The SEC has sent out more Wells Notices than Christmas cards this year, maintaining its stance of crippling those it refuses to negotiate with ahead of time, and with Donald Trump’s ascension to the White House guaranteed following November’s election, Gensler’s days are almost certainly numbered. Trump has already named Gensler as someone standing in the way of crypto development in the US, and it seems inevitable that he will be a casualty of the new administration.

And not a moment too soon.

Tigran Gambaryan

Gambaryan, Binance’s compliance chief, is on this list through no fault of his own. Gambaryan endured a nightmare year at the hands of Nigerian authorities who arrested him and Binance’s Africa chief, Nadeem Anjarwalla, in February on trumped-up tax evasion charges that had nothing to do with the pair.

Anjarwalla escaped custody, which only made things worse for Gambaryan, who was moved into Kuje prison in Abuja, where his health deteriorated significantly, suffering from conditions such as a herniated disc, malaria, and chest infections. Despite his declining health, the Federal High Court in Abuja denied bail requests, putting him on trial.

Nigerian authorities finally dropped the charges in October, allowing Tigran to end his Nigerian nightmare and return home for treatment.

Craig Wright

Craig Wright makes history as being the third person to occupy a spot in our loser list for three years in a row. If Wright even had a star left, it has waned spectacularly since 2022, with the Australian filing around a dozen lawsuits against all the great and good in the crypto world in an attempt to get a judge to rule that he owns the copyright of the Bitcoin name, blockchain and more.

2024 has proved to be Wright’s nadir: many of his cases were combined, at his own request, into the COPA v Wright trial, which would settle once and for all his attempt to legally claim his right to the name Satoshi Nakamoto and everything Bitcoin.
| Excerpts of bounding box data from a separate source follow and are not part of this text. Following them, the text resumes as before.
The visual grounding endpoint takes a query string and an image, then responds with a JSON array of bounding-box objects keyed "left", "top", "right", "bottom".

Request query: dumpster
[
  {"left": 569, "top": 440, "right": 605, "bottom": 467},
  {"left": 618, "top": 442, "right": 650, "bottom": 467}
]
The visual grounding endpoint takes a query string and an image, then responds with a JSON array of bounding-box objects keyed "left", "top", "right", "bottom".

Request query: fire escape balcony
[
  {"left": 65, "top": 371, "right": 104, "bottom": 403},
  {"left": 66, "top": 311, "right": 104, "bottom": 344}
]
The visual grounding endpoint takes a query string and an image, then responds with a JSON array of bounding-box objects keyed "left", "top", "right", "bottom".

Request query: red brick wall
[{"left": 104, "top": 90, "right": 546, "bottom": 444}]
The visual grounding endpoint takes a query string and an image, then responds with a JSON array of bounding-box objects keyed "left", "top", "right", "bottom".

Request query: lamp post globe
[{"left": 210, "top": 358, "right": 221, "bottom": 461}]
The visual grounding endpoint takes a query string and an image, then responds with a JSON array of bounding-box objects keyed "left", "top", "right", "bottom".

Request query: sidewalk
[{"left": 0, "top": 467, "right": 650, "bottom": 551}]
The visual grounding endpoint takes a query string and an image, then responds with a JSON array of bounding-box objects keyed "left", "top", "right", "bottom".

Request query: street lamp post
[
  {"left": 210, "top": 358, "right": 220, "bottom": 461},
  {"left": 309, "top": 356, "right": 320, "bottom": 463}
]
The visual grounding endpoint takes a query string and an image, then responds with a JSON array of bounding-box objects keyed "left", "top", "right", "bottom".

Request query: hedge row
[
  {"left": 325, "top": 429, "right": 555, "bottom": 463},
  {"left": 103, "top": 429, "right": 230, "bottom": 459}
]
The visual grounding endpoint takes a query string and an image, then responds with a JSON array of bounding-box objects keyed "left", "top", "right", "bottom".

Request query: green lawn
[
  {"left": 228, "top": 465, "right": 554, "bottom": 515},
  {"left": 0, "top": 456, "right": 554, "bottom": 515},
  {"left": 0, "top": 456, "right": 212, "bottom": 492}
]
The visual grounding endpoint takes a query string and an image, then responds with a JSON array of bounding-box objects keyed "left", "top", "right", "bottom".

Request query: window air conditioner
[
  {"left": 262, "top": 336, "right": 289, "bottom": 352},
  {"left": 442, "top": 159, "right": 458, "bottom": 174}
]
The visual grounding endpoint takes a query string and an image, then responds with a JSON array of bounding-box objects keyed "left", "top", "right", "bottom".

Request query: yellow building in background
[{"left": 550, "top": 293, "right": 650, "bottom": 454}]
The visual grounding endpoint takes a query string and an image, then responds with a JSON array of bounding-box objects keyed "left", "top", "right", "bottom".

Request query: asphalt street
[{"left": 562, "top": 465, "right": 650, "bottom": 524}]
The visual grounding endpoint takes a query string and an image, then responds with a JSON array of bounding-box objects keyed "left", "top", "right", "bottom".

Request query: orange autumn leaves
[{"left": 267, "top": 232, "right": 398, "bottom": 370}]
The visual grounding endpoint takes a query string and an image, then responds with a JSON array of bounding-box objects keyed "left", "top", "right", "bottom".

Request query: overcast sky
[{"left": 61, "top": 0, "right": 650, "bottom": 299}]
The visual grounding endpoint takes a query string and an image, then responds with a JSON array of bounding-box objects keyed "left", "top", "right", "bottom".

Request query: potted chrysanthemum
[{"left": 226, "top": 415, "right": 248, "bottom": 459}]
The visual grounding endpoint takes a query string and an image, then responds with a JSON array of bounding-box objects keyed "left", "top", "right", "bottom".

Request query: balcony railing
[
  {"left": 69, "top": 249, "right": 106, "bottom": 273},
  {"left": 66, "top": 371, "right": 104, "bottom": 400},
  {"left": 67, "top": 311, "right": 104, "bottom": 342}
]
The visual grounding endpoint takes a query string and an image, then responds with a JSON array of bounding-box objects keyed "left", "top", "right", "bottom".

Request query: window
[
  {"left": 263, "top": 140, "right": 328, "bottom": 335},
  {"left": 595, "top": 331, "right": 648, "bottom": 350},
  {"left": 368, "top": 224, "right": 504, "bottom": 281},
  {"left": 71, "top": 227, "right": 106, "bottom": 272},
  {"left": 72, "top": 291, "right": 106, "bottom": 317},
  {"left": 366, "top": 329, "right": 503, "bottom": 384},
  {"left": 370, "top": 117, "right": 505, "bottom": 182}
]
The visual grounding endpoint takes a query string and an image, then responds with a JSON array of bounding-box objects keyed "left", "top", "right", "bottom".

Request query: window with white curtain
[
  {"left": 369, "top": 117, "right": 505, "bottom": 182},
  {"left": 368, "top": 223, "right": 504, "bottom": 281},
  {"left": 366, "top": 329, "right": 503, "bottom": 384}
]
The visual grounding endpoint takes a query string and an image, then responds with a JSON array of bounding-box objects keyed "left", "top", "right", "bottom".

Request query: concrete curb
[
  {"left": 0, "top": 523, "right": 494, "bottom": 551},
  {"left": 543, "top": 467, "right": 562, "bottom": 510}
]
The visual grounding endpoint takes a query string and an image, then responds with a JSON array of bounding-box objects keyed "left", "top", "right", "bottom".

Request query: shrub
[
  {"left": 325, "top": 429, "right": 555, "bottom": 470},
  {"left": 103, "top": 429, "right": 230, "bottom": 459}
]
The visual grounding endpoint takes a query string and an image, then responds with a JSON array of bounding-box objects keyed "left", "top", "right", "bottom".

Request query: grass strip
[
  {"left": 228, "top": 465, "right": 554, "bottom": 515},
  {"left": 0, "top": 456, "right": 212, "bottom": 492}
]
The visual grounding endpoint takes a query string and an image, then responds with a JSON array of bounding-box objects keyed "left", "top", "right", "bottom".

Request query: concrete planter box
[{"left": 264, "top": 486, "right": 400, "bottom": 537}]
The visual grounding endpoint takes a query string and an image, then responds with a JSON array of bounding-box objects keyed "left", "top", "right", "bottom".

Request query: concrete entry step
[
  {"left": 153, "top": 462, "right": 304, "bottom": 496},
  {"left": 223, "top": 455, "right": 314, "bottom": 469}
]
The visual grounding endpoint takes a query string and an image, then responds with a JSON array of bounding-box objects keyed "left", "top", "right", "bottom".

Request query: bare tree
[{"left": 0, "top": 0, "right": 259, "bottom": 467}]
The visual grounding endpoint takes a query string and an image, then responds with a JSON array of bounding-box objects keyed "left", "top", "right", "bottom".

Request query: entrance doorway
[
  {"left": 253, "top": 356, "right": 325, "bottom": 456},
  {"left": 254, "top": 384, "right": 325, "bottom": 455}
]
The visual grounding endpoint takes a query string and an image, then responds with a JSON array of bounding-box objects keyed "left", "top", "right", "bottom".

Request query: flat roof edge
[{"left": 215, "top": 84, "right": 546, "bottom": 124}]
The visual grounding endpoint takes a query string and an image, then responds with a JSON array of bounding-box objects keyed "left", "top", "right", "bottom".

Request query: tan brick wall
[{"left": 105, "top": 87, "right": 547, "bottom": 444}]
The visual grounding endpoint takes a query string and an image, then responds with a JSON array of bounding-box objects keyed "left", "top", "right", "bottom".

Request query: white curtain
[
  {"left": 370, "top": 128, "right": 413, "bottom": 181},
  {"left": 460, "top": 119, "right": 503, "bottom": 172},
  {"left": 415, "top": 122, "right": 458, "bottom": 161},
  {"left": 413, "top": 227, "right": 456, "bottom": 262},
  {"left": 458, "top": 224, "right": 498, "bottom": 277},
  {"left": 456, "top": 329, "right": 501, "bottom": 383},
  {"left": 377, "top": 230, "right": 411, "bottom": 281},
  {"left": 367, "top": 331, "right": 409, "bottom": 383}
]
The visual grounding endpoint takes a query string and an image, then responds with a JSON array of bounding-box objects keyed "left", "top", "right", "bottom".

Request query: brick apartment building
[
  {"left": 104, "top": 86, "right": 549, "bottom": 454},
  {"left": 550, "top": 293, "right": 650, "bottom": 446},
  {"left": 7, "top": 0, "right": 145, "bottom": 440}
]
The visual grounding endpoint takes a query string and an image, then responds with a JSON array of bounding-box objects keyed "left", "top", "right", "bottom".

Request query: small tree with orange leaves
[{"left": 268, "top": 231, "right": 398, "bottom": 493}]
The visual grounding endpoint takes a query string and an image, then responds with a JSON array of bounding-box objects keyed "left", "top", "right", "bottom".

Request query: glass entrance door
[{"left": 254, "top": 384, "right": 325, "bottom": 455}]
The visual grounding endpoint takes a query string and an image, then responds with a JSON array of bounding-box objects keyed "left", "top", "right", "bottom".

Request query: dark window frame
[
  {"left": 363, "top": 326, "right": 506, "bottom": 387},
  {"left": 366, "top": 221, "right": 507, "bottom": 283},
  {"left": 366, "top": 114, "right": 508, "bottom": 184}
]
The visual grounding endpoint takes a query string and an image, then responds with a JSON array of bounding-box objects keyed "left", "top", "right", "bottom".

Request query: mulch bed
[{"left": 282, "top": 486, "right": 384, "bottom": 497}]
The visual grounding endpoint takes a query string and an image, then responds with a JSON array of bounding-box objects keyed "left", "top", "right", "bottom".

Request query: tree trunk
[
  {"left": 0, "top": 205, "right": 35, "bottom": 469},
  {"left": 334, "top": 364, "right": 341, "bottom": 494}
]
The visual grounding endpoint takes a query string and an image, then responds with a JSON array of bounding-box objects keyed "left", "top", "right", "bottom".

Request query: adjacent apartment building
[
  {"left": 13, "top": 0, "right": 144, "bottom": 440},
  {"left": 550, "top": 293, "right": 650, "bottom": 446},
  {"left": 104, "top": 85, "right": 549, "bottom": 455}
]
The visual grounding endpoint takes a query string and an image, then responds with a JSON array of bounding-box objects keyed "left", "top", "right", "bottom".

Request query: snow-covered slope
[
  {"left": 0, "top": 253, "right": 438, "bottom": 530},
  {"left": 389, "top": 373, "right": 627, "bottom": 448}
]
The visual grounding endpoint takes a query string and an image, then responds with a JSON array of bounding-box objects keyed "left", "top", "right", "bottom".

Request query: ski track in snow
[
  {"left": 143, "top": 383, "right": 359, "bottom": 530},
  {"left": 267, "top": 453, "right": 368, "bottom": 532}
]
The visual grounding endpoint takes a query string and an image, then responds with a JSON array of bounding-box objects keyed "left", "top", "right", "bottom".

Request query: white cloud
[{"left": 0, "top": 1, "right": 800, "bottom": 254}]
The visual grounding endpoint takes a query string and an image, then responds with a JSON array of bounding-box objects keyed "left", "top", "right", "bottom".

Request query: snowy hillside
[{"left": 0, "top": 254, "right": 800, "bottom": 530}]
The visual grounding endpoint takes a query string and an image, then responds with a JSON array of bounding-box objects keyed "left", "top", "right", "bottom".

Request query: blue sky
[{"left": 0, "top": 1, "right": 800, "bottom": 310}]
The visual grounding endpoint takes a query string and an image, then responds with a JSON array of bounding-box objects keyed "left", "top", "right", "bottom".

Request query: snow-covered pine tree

The resultant trial, which cost around £10 million ($12 million), saw Wright become the most prolific forger in British legal history, forging almost 500 pieces of evidence, including during the trial, leading to a cataclysmic defeat.

But Wright wasn’t done. In filing a ludicrous trillion-dollar passing-off case against a fictional group of 122 individuals and entities he argued were pushing down BSV through manipulation, Wright breached the injunction won by COPA within just three months. As a result, he was ordered to attend court in London to argue his case, but he didn’t show up, claiming that he couldn’t afford to take time off work. Wright eventually joined by videolink to hear that he had been sentenced to 12 months in prison, suspended for two years, in order to deter him from filing any more damaging lawsuits, while his trillion-dollar champagne case was also kicked.

The title of biggest loser in crypto in 2024 belongs, undoubtedly, to the man who once proudly boasted of wanting to ‘crush’ Bitcoin developers and leave them bankrupt.